Tytuł wpisu w pamiętniku odchudzania:
powroty


Ciężko jest powrócić do dobrych nawyków, kiedy wciąż ma się przeszkody przed sobą.

Dziękuję wam wszystkim za miłe słowa, bardzo wiele dla mnie znaczą. Teraz już wiem czego mi brakowało jak nie zaglądałam tutaj, Was Kochane Dziewczyny, Waszych ciepłych słów i wsparcia. Jeszcze raz dziękuję.

Wczoraj byłam na ćwiczeniach, zmęczona i szczęśliwa wróciłam do domu.
Dziś mam trening z trenerką, mam nadzieję, że dam radę  - oczywiście, że dam radę...
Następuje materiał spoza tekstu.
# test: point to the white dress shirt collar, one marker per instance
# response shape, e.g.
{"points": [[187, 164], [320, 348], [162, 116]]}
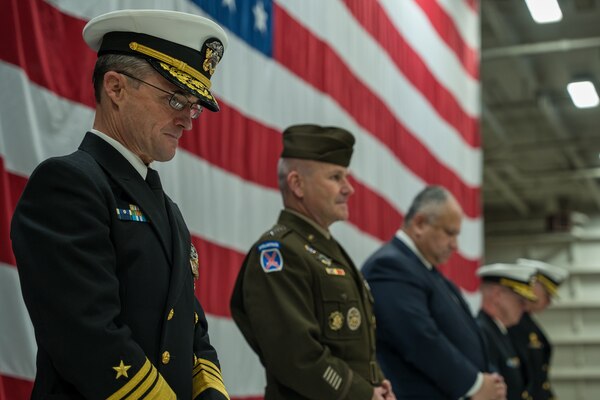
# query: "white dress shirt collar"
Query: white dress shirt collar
{"points": [[134, 160]]}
Mama wciąż ma do mnie pretensję, że w tygodniu chodzę na ćwiczenia, a nie w weekendy. Ale prawda jest taka, że ja w weekendy mam sporo innych zajęć. Mnie osobiście bardziej prasuje tydzień pracy. Nie wiem jak to rozwiązać.
Pogoda też nie nastraja do radości bo za oknem pochmurno i pada deszcz - inaczej mówiąc pogoda depresyjna. 

Nie, nie, nie... przecież ja zawsze taka zadowolona i szczęśliwa. Nie chcę być smutna i nie lubię być smutna, ale nie umiem sobie poradzić z z tym przygnębieniem, kiedy jestem w domu.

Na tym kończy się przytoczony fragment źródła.